No Preference Left Behind: Group Distributional Preference Optimization
Binwei Yao, Zefan Cai, Yun-Shiuan Chuang, Shanglin Yang, Ming Jiang, Diyi Yang, Junjie Hu
TL;DR
This work tackles the problem that language models often align to a single dominant set of human preferences, neglecting intra-group diversity. It introduces Group Distributional Preference Optimization (GDPO), a belief-based framework that first calibrates the group’s belief distribution $p^*_{\mathcal{B}}$ and then performs belief-conditioned preference alignment, trained from a supervised fine-tuned checkpoint. Empirically, GDPO outperforms Direct Preference Optimization (DPO) on synthetic controllable opinion generation and real-world controllable movie review generation, achieving better distributional alignment and producing minority beliefs at test time. The approach advances pluralistic alignment by explicitly modeling beliefs as latent variables and conditioning responses on them, with potential impact on policy simulation and inclusive AI systems.
Abstract
Preferences within a group of people are not uniform but follow a distribution. While existing alignment methods like Direct Preference Optimization (DPO) attempt to steer models to reflect human preferences, they struggle to capture the distributional pluralistic preferences within a group.

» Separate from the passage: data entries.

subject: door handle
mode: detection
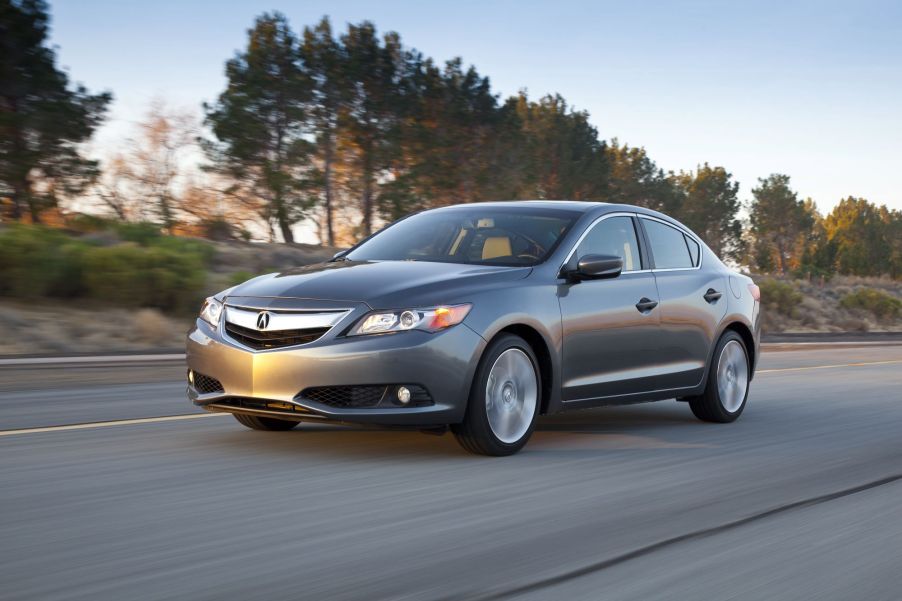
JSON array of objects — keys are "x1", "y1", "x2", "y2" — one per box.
[
  {"x1": 636, "y1": 296, "x2": 658, "y2": 313},
  {"x1": 704, "y1": 288, "x2": 723, "y2": 304}
]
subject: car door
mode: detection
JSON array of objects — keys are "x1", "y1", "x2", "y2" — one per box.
[
  {"x1": 558, "y1": 214, "x2": 660, "y2": 405},
  {"x1": 640, "y1": 216, "x2": 727, "y2": 389}
]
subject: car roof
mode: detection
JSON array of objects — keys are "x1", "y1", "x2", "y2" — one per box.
[{"x1": 431, "y1": 200, "x2": 676, "y2": 221}]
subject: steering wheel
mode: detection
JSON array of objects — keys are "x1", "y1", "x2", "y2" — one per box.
[{"x1": 510, "y1": 232, "x2": 545, "y2": 261}]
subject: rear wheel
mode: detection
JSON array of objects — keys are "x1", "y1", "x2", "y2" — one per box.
[
  {"x1": 451, "y1": 334, "x2": 542, "y2": 456},
  {"x1": 232, "y1": 413, "x2": 299, "y2": 432},
  {"x1": 687, "y1": 331, "x2": 751, "y2": 423}
]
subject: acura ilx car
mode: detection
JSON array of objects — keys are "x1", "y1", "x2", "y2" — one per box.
[{"x1": 187, "y1": 201, "x2": 760, "y2": 455}]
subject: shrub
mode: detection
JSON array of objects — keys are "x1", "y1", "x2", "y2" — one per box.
[
  {"x1": 229, "y1": 271, "x2": 259, "y2": 286},
  {"x1": 84, "y1": 244, "x2": 206, "y2": 311},
  {"x1": 113, "y1": 222, "x2": 163, "y2": 246},
  {"x1": 758, "y1": 280, "x2": 804, "y2": 317},
  {"x1": 839, "y1": 288, "x2": 902, "y2": 319},
  {"x1": 0, "y1": 225, "x2": 91, "y2": 299}
]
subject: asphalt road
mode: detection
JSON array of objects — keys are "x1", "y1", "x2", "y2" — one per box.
[{"x1": 0, "y1": 346, "x2": 902, "y2": 601}]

These methods often skew toward dominant preferences, overlooking the diversity of opinions, especially when conflicting preferences arise. To address this issue, we propose Group Distributional Preference Optimization (GDPO), a novel framework that aligns language models with the distribution of preferences within a group by incorporating the concept of beliefs that shape individual preferences. GDPO calibrates a language model using statistical estimation of the group's belief distribution and aligns the model with belief-conditioned preferences, offering a more inclusive alignment framework than traditional methods. In experiments using both synthetic controllable opinion generation and real-world movie review datasets, we show that DPO fails to align with the targeted belief distributions, while GDPO consistently reduces this alignment gap during training. Moreover, our evaluation metrics demonstrate that GDPO outperforms existing approaches in aligning with group distributional preferences, marking a significant advance in pluralistic alignment.